Recessive mutations in RYR1 represent the second genetic cause of MmD, a myopathy presenting numerous cores, visible as pale spots in oxidative stained muscle sections, sometimes with a moth-eaten appearance and gathered in a limited area on longitudinal section. Multiple internally located nuclei, minimal myofibril disruption, and type 1 fiber predominance are noted in affected muscles, although the histological traits can be extremely variable (Lawal et al., 2018; Ogasawara and Nishino, 2021). Clinical features of MmD are variable and can be classified in four groups: (1) the classic form, with axial muscle weakness, scoliosis, respiratory insufficiency, and limb joint hyperlaxity; (2) the ophthalmoplegia form; (3) the early-onset form with arthrogryposis, and (4) a slowly progressive form with hand amyotrophy (Jungbluth et al., 2005; Jungbluth, 2007; Monnier et al., 2008; Treves et al., 2008; Klein et al., 2012; Romero and Clarke, 2013).

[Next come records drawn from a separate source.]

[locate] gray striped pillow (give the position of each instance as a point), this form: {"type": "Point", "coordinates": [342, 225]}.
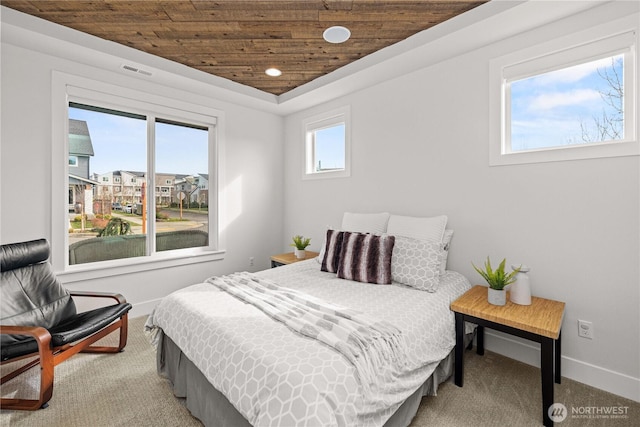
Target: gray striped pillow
{"type": "Point", "coordinates": [332, 251]}
{"type": "Point", "coordinates": [366, 258]}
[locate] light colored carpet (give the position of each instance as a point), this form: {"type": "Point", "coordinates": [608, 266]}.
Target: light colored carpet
{"type": "Point", "coordinates": [125, 390]}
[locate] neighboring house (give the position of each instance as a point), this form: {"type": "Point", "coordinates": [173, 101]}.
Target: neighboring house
{"type": "Point", "coordinates": [194, 187]}
{"type": "Point", "coordinates": [201, 195]}
{"type": "Point", "coordinates": [80, 152]}
{"type": "Point", "coordinates": [132, 186]}
{"type": "Point", "coordinates": [164, 186]}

MmD patients carrying mutations in RYR1 typically present with extraocular muscle involvement and ophthalmoplegia, symptoms not observed in patients with mutations in SEPN1, which are present in the majority of MmD cases (Villar-Quiles et al., 2020). SEPN1 codes for selenoprotein-N, an SR protein with Ca2+-dependent redox activity (Ferreiro et al., 2002; Petit et al., 2003; Chernorudskiy et al., 2020; Villar-Quiles et al., 2020). The pathogenic mechanisms of RYR1-related MmD are variable, including both loss-of-function and gain-of-function mutations, as well as reduction in RYR1 protein content (Jungbluth, 2007).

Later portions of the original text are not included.